Come di consuetudine, feci scivolare perfettamente uno dei boccali lungo il legno traslucido e consunto del bancone, quando la mano del cliente l'afferrò, incurante della mia piccola performance. Ripresi a riempire altri boccali, quando altre persone entrarono nel locale, facendomi sudare freddo. Non avevo mai visto tanta gente, nè a Nottingham, nè a York. In proporzione, a quell'ora avrei già servito 4 volte l'intero pub, se fossi stata a Nottingham. Quella sera, dovevo ancora finire di servire tutti. Sospirai, sfilandomi la felpa grigia e sformata dalla testa, restando in tshirt. Non mi lasciai abbattere e ripresi a stillare birra a manetta, finché qualcun'altro non si appoggió al bancone e mi chiamó

-Gwen!!-.

-Arrivo subito- risposi ad alta voce, per sovrastare la musica e le chiacchiere e passai un altro boccale di birra al cliente per poi voltarmi e raggiungere l'altro lato del bancone. Più di qualcuno quella sera mi aveva chiamato Gwen ed erano tutti apparsi piuttosto sorpresi di trovare me, al posto di quella ragazza. E fu così anche per il giovane appoggiato al legno con l'avambraccio quando mi trovó di fronte a sè.

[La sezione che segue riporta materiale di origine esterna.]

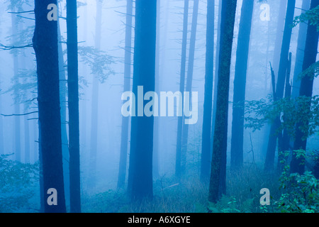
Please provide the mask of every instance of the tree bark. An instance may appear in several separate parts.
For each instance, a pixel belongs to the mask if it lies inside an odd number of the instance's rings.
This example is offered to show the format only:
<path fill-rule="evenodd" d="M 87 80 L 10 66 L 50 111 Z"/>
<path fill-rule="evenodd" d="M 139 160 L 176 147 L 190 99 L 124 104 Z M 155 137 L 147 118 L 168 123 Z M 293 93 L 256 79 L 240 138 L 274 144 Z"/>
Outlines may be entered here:
<path fill-rule="evenodd" d="M 154 92 L 157 1 L 135 1 L 133 92 Z M 144 101 L 144 104 L 145 102 Z M 136 108 L 138 109 L 138 108 Z M 152 199 L 154 116 L 132 118 L 128 192 L 133 201 Z"/>
<path fill-rule="evenodd" d="M 311 0 L 310 9 L 317 7 L 319 5 L 319 0 Z M 318 54 L 319 32 L 316 26 L 308 23 L 307 28 L 307 37 L 306 39 L 305 55 L 303 63 L 303 72 L 307 70 L 311 65 L 315 62 Z M 311 98 L 313 89 L 313 74 L 305 75 L 301 82 L 299 96 Z M 311 108 L 311 103 L 309 101 L 308 104 L 308 111 Z M 305 110 L 303 109 L 303 111 Z M 293 143 L 293 150 L 302 149 L 306 150 L 308 133 L 301 130 L 301 128 L 308 127 L 308 123 L 304 123 L 298 122 L 296 125 L 296 138 Z M 295 153 L 293 153 L 291 162 L 291 172 L 303 174 L 305 171 L 305 157 L 297 157 Z M 318 170 L 318 162 L 315 166 L 315 170 Z M 318 174 L 318 172 L 317 172 Z"/>
<path fill-rule="evenodd" d="M 125 48 L 124 56 L 124 92 L 130 89 L 131 62 L 132 62 L 132 20 L 133 0 L 127 0 L 125 23 Z M 128 149 L 128 133 L 130 118 L 122 117 L 122 129 L 121 135 L 120 165 L 118 177 L 118 189 L 124 187 L 126 177 L 126 166 Z"/>
<path fill-rule="evenodd" d="M 281 99 L 284 96 L 285 87 L 286 73 L 288 65 L 288 55 L 289 52 L 290 42 L 291 40 L 293 15 L 295 12 L 296 0 L 288 1 L 287 11 L 286 13 L 285 27 L 284 30 L 284 37 L 282 40 L 281 50 L 280 54 L 279 69 L 278 70 L 278 79 L 276 87 L 276 100 Z M 278 50 L 275 50 L 278 51 Z M 276 139 L 278 138 L 278 128 L 280 126 L 280 118 L 277 116 L 270 127 L 269 138 L 267 145 L 266 160 L 264 162 L 264 170 L 272 171 L 274 170 L 274 157 L 276 153 Z"/>
<path fill-rule="evenodd" d="M 214 30 L 215 0 L 212 0 L 208 1 L 207 2 L 205 94 L 201 157 L 201 182 L 204 183 L 208 182 L 209 180 L 209 167 L 211 165 L 211 128 L 214 70 Z"/>
<path fill-rule="evenodd" d="M 244 114 L 246 77 L 254 1 L 243 0 L 236 52 L 233 104 L 230 168 L 239 170 L 244 162 Z"/>
<path fill-rule="evenodd" d="M 81 212 L 77 0 L 67 1 L 70 212 Z"/>
<path fill-rule="evenodd" d="M 218 195 L 225 192 L 229 83 L 236 6 L 236 0 L 223 1 L 217 109 L 208 193 L 208 200 L 211 202 L 216 202 Z M 220 172 L 225 174 L 220 175 Z"/>
<path fill-rule="evenodd" d="M 198 17 L 198 4 L 199 0 L 194 0 L 193 5 L 193 16 L 191 21 L 191 39 L 189 43 L 189 65 L 187 67 L 187 80 L 185 92 L 189 92 L 191 96 L 191 87 L 193 84 L 194 74 L 194 63 L 195 60 L 195 45 L 196 41 L 197 32 L 197 19 Z M 191 99 L 189 99 L 191 100 Z M 191 105 L 189 106 L 191 106 Z M 187 155 L 187 145 L 189 141 L 189 125 L 184 124 L 183 126 L 183 132 L 181 135 L 181 176 L 185 174 L 186 155 Z"/>
<path fill-rule="evenodd" d="M 187 31 L 189 23 L 189 0 L 184 1 L 184 20 L 183 20 L 183 37 L 181 40 L 181 72 L 179 78 L 179 92 L 184 93 L 185 89 L 185 75 L 186 75 L 186 61 L 187 51 Z M 177 122 L 177 138 L 176 145 L 176 164 L 175 176 L 180 178 L 181 176 L 181 140 L 183 131 L 184 117 L 178 117 Z"/>
<path fill-rule="evenodd" d="M 35 0 L 33 48 L 37 61 L 40 145 L 45 212 L 66 212 L 60 112 L 57 22 L 48 21 L 47 7 L 57 1 Z M 47 191 L 57 190 L 57 204 L 47 203 Z"/>

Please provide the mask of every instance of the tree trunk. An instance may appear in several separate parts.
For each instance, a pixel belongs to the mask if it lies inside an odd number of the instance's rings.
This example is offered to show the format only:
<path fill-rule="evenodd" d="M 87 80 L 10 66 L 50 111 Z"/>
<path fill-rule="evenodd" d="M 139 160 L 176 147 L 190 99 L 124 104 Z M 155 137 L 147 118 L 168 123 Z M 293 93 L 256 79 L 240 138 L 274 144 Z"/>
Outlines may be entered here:
<path fill-rule="evenodd" d="M 77 0 L 67 1 L 70 212 L 81 212 Z"/>
<path fill-rule="evenodd" d="M 215 78 L 214 78 L 214 89 L 213 94 L 213 116 L 211 121 L 211 150 L 213 150 L 213 144 L 214 140 L 214 128 L 215 120 L 216 118 L 216 109 L 217 109 L 217 87 L 218 85 L 218 71 L 219 71 L 219 55 L 220 50 L 220 26 L 221 26 L 221 11 L 222 11 L 223 1 L 219 0 L 218 5 L 218 32 L 216 40 L 216 60 L 215 62 Z M 211 152 L 211 161 L 212 152 Z"/>
<path fill-rule="evenodd" d="M 95 48 L 101 48 L 103 0 L 96 0 L 96 22 L 95 26 Z M 99 117 L 99 78 L 93 77 L 91 111 L 91 152 L 90 152 L 90 184 L 94 187 L 96 181 L 96 154 L 98 143 Z"/>
<path fill-rule="evenodd" d="M 284 27 L 285 24 L 285 16 L 287 7 L 288 0 L 280 0 L 279 12 L 278 15 L 277 28 L 276 33 L 276 40 L 274 52 L 273 68 L 274 72 L 278 72 L 279 68 L 280 50 L 282 44 L 282 38 L 284 35 Z"/>
<path fill-rule="evenodd" d="M 215 0 L 207 2 L 206 55 L 205 74 L 205 94 L 203 104 L 201 182 L 209 180 L 211 165 L 211 128 L 213 106 L 213 78 L 214 70 Z"/>
<path fill-rule="evenodd" d="M 234 79 L 234 100 L 230 150 L 230 168 L 239 170 L 244 162 L 244 114 L 246 76 L 254 1 L 243 0 L 241 10 Z"/>
<path fill-rule="evenodd" d="M 59 52 L 59 78 L 60 78 L 60 102 L 61 114 L 61 136 L 63 157 L 63 176 L 65 179 L 65 204 L 69 206 L 69 140 L 67 131 L 67 78 L 65 74 L 65 60 L 62 45 L 60 19 L 57 19 L 57 40 Z"/>
<path fill-rule="evenodd" d="M 13 5 L 13 2 L 11 0 L 11 11 L 16 11 L 16 9 Z M 16 15 L 11 13 L 11 28 L 12 28 L 12 45 L 17 45 L 17 35 L 18 35 L 18 21 L 16 19 Z M 13 50 L 13 82 L 14 82 L 14 112 L 17 114 L 20 114 L 20 99 L 19 99 L 19 89 L 18 89 L 18 57 L 17 50 Z M 16 160 L 18 162 L 21 161 L 21 122 L 20 117 L 16 116 L 14 118 L 14 153 L 16 155 Z"/>
<path fill-rule="evenodd" d="M 179 78 L 179 92 L 183 94 L 185 89 L 185 74 L 186 74 L 186 61 L 187 51 L 187 31 L 189 23 L 189 0 L 184 1 L 184 20 L 183 20 L 183 38 L 181 40 L 181 74 Z M 181 176 L 181 135 L 183 131 L 182 116 L 178 117 L 177 123 L 177 138 L 176 145 L 176 165 L 175 176 L 180 178 Z"/>
<path fill-rule="evenodd" d="M 310 0 L 303 0 L 303 10 L 308 10 Z M 301 11 L 303 13 L 303 11 Z M 305 55 L 306 37 L 307 36 L 308 25 L 306 23 L 299 23 L 298 35 L 297 50 L 296 52 L 295 68 L 293 71 L 293 82 L 291 92 L 291 97 L 296 98 L 299 95 L 300 82 L 299 74 L 302 72 L 303 56 Z"/>
<path fill-rule="evenodd" d="M 220 26 L 220 50 L 222 51 L 219 57 L 216 118 L 208 193 L 208 200 L 211 202 L 216 202 L 218 194 L 225 192 L 226 176 L 225 170 L 223 168 L 226 167 L 229 83 L 236 6 L 236 0 L 223 1 Z M 225 174 L 220 175 L 220 172 Z M 220 187 L 221 192 L 219 192 Z"/>
<path fill-rule="evenodd" d="M 290 42 L 291 40 L 293 15 L 295 12 L 296 0 L 290 0 L 288 2 L 287 11 L 286 14 L 285 27 L 284 30 L 284 37 L 282 40 L 281 50 L 280 54 L 279 69 L 278 70 L 278 79 L 276 87 L 276 100 L 281 99 L 284 96 L 284 90 L 286 82 L 286 73 L 288 65 L 288 55 L 289 52 Z M 278 51 L 278 50 L 275 50 Z M 274 170 L 274 157 L 276 153 L 276 143 L 278 138 L 278 128 L 280 126 L 279 116 L 276 117 L 272 123 L 270 128 L 269 138 L 267 145 L 266 160 L 264 162 L 264 170 L 272 171 Z"/>
<path fill-rule="evenodd" d="M 189 43 L 189 65 L 187 67 L 187 80 L 185 92 L 189 92 L 191 96 L 191 86 L 193 83 L 194 62 L 195 60 L 195 45 L 196 41 L 197 18 L 198 17 L 198 4 L 199 0 L 194 0 L 193 5 L 193 16 L 191 21 L 191 39 Z M 189 99 L 191 100 L 191 98 Z M 191 106 L 191 104 L 190 106 Z M 189 140 L 189 125 L 183 126 L 183 132 L 181 135 L 181 176 L 185 173 L 187 145 Z"/>
<path fill-rule="evenodd" d="M 160 93 L 160 16 L 161 16 L 161 0 L 157 0 L 157 13 L 156 18 L 156 60 L 155 60 L 155 92 Z M 153 178 L 158 179 L 160 177 L 160 160 L 159 160 L 159 136 L 160 136 L 160 119 L 154 118 L 154 142 L 153 142 Z"/>
<path fill-rule="evenodd" d="M 319 5 L 319 0 L 311 0 L 310 9 L 317 7 Z M 311 65 L 315 62 L 318 54 L 318 44 L 319 32 L 316 29 L 316 26 L 308 23 L 307 28 L 307 37 L 306 39 L 305 55 L 303 63 L 303 72 L 307 70 Z M 313 74 L 305 75 L 301 82 L 299 96 L 312 97 L 313 89 Z M 311 103 L 309 101 L 307 106 L 310 111 L 311 108 Z M 305 110 L 301 110 L 304 111 Z M 308 133 L 302 131 L 308 127 L 308 123 L 304 125 L 304 123 L 298 122 L 296 125 L 296 138 L 293 143 L 293 150 L 302 149 L 306 150 L 307 147 L 307 137 Z M 293 153 L 291 162 L 291 172 L 303 174 L 305 171 L 305 165 L 303 163 L 305 161 L 304 157 L 297 157 Z M 318 162 L 315 167 L 315 170 L 318 170 Z M 318 174 L 318 172 L 317 172 Z"/>
<path fill-rule="evenodd" d="M 291 71 L 291 52 L 289 53 L 289 60 L 288 62 L 287 74 L 286 78 L 285 99 L 290 99 L 291 96 L 291 86 L 290 84 L 290 73 Z M 284 121 L 285 121 L 285 113 L 284 113 Z M 290 149 L 290 136 L 286 128 L 284 128 L 283 133 L 279 133 L 278 138 L 278 172 L 281 172 L 284 169 L 282 161 L 286 161 L 282 153 Z"/>
<path fill-rule="evenodd" d="M 130 89 L 132 64 L 132 20 L 133 0 L 127 0 L 125 44 L 125 48 L 124 56 L 124 92 L 130 91 Z M 130 118 L 128 117 L 122 117 L 122 131 L 121 135 L 121 153 L 118 178 L 118 189 L 123 188 L 125 182 L 128 148 L 129 121 Z"/>
<path fill-rule="evenodd" d="M 48 21 L 47 7 L 57 1 L 35 0 L 33 48 L 37 61 L 38 102 L 43 160 L 45 212 L 66 212 L 60 112 L 57 22 Z M 57 191 L 57 205 L 49 205 L 49 189 Z"/>
<path fill-rule="evenodd" d="M 157 1 L 135 1 L 133 92 L 138 96 L 155 89 L 156 13 Z M 143 86 L 142 94 L 138 86 Z M 133 201 L 153 196 L 153 124 L 154 116 L 132 118 L 128 192 Z"/>

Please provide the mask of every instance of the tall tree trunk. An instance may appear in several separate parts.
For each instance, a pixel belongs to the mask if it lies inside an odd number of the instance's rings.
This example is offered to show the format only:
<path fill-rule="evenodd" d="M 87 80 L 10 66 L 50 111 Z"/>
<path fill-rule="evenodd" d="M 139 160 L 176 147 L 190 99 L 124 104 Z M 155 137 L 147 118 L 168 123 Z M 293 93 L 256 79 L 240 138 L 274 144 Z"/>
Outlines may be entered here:
<path fill-rule="evenodd" d="M 287 11 L 286 13 L 285 27 L 282 40 L 281 50 L 280 54 L 279 69 L 278 70 L 278 79 L 276 87 L 276 100 L 282 99 L 286 82 L 286 73 L 288 65 L 288 55 L 289 52 L 290 42 L 291 40 L 293 15 L 295 12 L 296 0 L 288 1 Z M 275 50 L 278 51 L 279 50 Z M 269 138 L 267 145 L 264 170 L 272 171 L 274 170 L 274 157 L 276 153 L 276 143 L 278 138 L 278 128 L 280 126 L 279 116 L 276 117 L 270 127 Z M 280 132 L 279 132 L 280 133 Z"/>
<path fill-rule="evenodd" d="M 285 24 L 285 16 L 287 7 L 288 0 L 280 0 L 279 12 L 278 14 L 277 28 L 276 32 L 276 40 L 273 59 L 274 72 L 278 72 L 279 68 L 280 50 L 282 44 L 282 38 L 284 35 L 284 27 Z"/>
<path fill-rule="evenodd" d="M 133 92 L 140 99 L 142 97 L 140 96 L 154 92 L 155 88 L 156 13 L 157 1 L 135 1 Z M 138 94 L 138 86 L 143 86 L 142 94 Z M 128 192 L 131 199 L 137 201 L 153 196 L 154 116 L 142 116 L 132 118 L 130 134 Z"/>
<path fill-rule="evenodd" d="M 130 89 L 132 64 L 132 20 L 133 0 L 127 0 L 125 44 L 125 48 L 124 56 L 124 92 L 130 91 Z M 125 182 L 128 149 L 129 121 L 130 118 L 128 117 L 122 117 L 122 131 L 121 135 L 121 153 L 118 178 L 118 189 L 123 188 Z"/>
<path fill-rule="evenodd" d="M 319 0 L 311 0 L 310 9 L 317 7 L 319 5 Z M 303 72 L 307 70 L 311 65 L 315 62 L 318 55 L 319 32 L 316 29 L 316 26 L 308 23 L 307 28 L 307 37 L 306 39 L 305 55 L 303 57 Z M 305 75 L 301 82 L 299 96 L 306 97 L 312 97 L 313 89 L 313 74 Z M 304 108 L 304 107 L 303 107 Z M 309 101 L 307 108 L 310 111 L 311 103 Z M 303 109 L 303 111 L 305 110 Z M 296 125 L 296 138 L 293 143 L 293 150 L 302 149 L 306 150 L 307 147 L 308 133 L 305 133 L 304 128 L 307 127 L 308 123 L 304 125 L 304 123 L 298 122 Z M 303 131 L 301 128 L 303 128 Z M 303 162 L 305 160 L 304 157 L 297 157 L 293 153 L 291 162 L 291 172 L 303 174 L 305 171 L 305 165 Z M 315 165 L 315 170 L 318 168 L 318 162 Z M 316 173 L 318 175 L 318 172 Z"/>
<path fill-rule="evenodd" d="M 24 110 L 28 111 L 28 105 L 25 105 Z M 30 163 L 30 128 L 29 121 L 27 115 L 24 116 L 24 161 L 26 163 Z"/>
<path fill-rule="evenodd" d="M 0 72 L 0 77 L 1 74 Z M 0 91 L 1 91 L 1 84 L 0 82 Z M 0 113 L 2 113 L 2 94 L 0 94 Z M 4 116 L 0 115 L 0 155 L 4 155 Z"/>
<path fill-rule="evenodd" d="M 57 40 L 59 53 L 59 78 L 60 78 L 60 102 L 61 114 L 61 136 L 63 157 L 63 176 L 65 179 L 65 204 L 69 206 L 69 140 L 67 131 L 67 77 L 65 74 L 65 60 L 62 45 L 61 29 L 60 28 L 60 18 L 57 19 Z"/>
<path fill-rule="evenodd" d="M 70 212 L 81 212 L 77 0 L 67 1 Z"/>
<path fill-rule="evenodd" d="M 189 43 L 189 65 L 187 67 L 187 79 L 185 88 L 185 92 L 189 92 L 190 96 L 191 95 L 191 87 L 193 84 L 194 63 L 195 60 L 195 45 L 196 41 L 196 32 L 197 32 L 197 19 L 198 17 L 198 4 L 199 0 L 194 1 L 193 16 L 191 29 L 191 39 Z M 189 100 L 191 100 L 191 99 Z M 189 106 L 191 106 L 190 105 Z M 181 175 L 183 175 L 185 173 L 188 140 L 189 140 L 189 125 L 184 124 L 183 126 L 183 132 L 181 135 Z"/>
<path fill-rule="evenodd" d="M 213 144 L 214 140 L 214 128 L 215 120 L 216 118 L 216 109 L 217 109 L 217 87 L 218 85 L 218 71 L 219 71 L 219 55 L 220 50 L 220 26 L 221 26 L 221 11 L 223 6 L 223 0 L 219 0 L 218 4 L 218 31 L 216 40 L 216 60 L 215 62 L 215 78 L 214 78 L 214 89 L 213 90 L 213 116 L 211 121 L 211 150 L 213 150 Z M 211 152 L 211 161 L 212 152 Z"/>
<path fill-rule="evenodd" d="M 13 1 L 11 0 L 11 11 L 16 11 L 16 9 L 14 6 Z M 17 35 L 18 35 L 18 20 L 16 15 L 11 13 L 11 28 L 12 28 L 12 45 L 17 45 Z M 20 99 L 19 99 L 19 77 L 18 77 L 18 57 L 17 50 L 13 50 L 13 78 L 14 78 L 14 112 L 17 114 L 20 114 Z M 20 117 L 16 116 L 14 118 L 14 153 L 16 155 L 16 160 L 21 161 L 21 122 Z"/>
<path fill-rule="evenodd" d="M 254 1 L 243 0 L 241 10 L 233 105 L 230 168 L 238 170 L 244 162 L 244 114 L 246 92 L 246 76 L 248 65 L 250 32 L 252 30 Z"/>
<path fill-rule="evenodd" d="M 291 96 L 291 86 L 290 84 L 290 74 L 291 71 L 291 52 L 289 53 L 289 60 L 288 62 L 287 74 L 286 78 L 286 88 L 285 88 L 285 99 L 290 99 Z M 284 122 L 286 121 L 285 113 L 284 113 Z M 282 171 L 284 166 L 282 161 L 285 160 L 285 157 L 283 155 L 283 152 L 286 152 L 290 150 L 290 136 L 289 132 L 287 128 L 284 128 L 282 133 L 279 134 L 278 138 L 278 162 L 277 169 L 278 172 Z"/>
<path fill-rule="evenodd" d="M 57 205 L 44 199 L 45 212 L 66 212 L 60 112 L 57 22 L 47 18 L 47 6 L 57 1 L 35 0 L 35 29 L 33 48 L 37 61 L 40 145 L 43 169 L 43 195 L 57 192 Z M 55 192 L 53 192 L 55 193 Z M 54 196 L 54 195 L 53 195 Z"/>
<path fill-rule="evenodd" d="M 181 40 L 181 72 L 179 78 L 179 92 L 183 94 L 185 89 L 185 74 L 186 74 L 186 61 L 187 51 L 187 31 L 189 24 L 189 0 L 184 1 L 184 19 L 183 19 L 183 36 Z M 181 176 L 181 139 L 183 131 L 182 116 L 178 117 L 177 122 L 177 138 L 176 145 L 176 165 L 175 165 L 175 176 L 180 178 Z"/>
<path fill-rule="evenodd" d="M 223 1 L 220 27 L 222 51 L 219 57 L 216 118 L 208 193 L 208 200 L 211 202 L 217 201 L 220 192 L 222 194 L 225 192 L 226 176 L 225 175 L 221 176 L 220 172 L 225 173 L 225 170 L 222 168 L 226 167 L 225 162 L 227 151 L 229 83 L 236 6 L 236 0 Z M 222 192 L 219 192 L 220 187 Z"/>
<path fill-rule="evenodd" d="M 207 1 L 206 55 L 205 94 L 203 104 L 201 182 L 209 180 L 211 165 L 211 128 L 213 106 L 213 78 L 214 74 L 215 0 Z"/>
<path fill-rule="evenodd" d="M 303 11 L 307 11 L 310 7 L 310 0 L 303 0 L 301 6 Z M 303 11 L 301 11 L 303 13 Z M 303 56 L 305 55 L 306 38 L 307 36 L 308 25 L 306 23 L 299 24 L 298 35 L 297 50 L 296 52 L 295 68 L 293 71 L 293 82 L 291 92 L 291 97 L 296 98 L 299 95 L 300 82 L 299 74 L 302 72 Z"/>
<path fill-rule="evenodd" d="M 101 48 L 102 26 L 103 0 L 96 0 L 96 18 L 95 26 L 95 48 Z M 99 78 L 93 77 L 92 99 L 91 111 L 91 152 L 90 152 L 90 184 L 94 187 L 96 181 L 96 154 L 98 143 L 98 117 L 99 117 Z"/>
<path fill-rule="evenodd" d="M 161 16 L 161 0 L 157 0 L 157 13 L 156 18 L 156 58 L 155 58 L 155 92 L 160 94 L 160 16 Z M 160 176 L 159 170 L 159 133 L 160 119 L 154 118 L 154 142 L 153 142 L 153 178 L 157 179 Z"/>

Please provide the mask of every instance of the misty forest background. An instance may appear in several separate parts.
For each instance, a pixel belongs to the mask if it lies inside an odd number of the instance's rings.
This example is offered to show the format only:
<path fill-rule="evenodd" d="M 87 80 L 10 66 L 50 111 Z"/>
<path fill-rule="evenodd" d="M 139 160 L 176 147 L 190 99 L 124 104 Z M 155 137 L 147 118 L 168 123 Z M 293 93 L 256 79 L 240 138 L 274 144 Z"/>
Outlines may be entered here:
<path fill-rule="evenodd" d="M 318 4 L 1 1 L 0 211 L 318 211 Z M 123 116 L 142 85 L 197 123 Z"/>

-Dimmi pure- sbottai, sfilando lo straccio dalla tasca del grembiule e pulendo il bancone dalle chiazze lasciate dai fondi di bicchiere. Mi schiaffai poi il suddetto straccio sulla spalla e mi posai con l'altra mano al banco, aspettando l'ordinazione. Il ragazzo, poco più vecchio di me, mi fissó stralunato, sbattendo le palpebre un paio di volte, prima di inarcate appena un angolo della bocca e rivolgermi un diffidente sorrisetto sghembo. Era alto, molto più di me, con dei sottili capelli scuri tagliati corti ai lati e con un leggero ciuffo, gli occhi scuri e vivaci di chi era li per divertirsi. Da sotto la felpa verde scuro, si delineavano nettamente le linee dei muscoli delle braccia e lo scollo a "V" appena accennato lasciava intravedere l'inizio dei pettorali, adornati da un qualche tatuaggio, che non potevo distinguere. Era bello, nel complesso. Molto bello. Ma non mi lascia distrarre e lo guardai, un po' infastidita. Avevo fin troppi clienti da servire e lui si concedeva lo sfizio di squadrarmi in quel modo.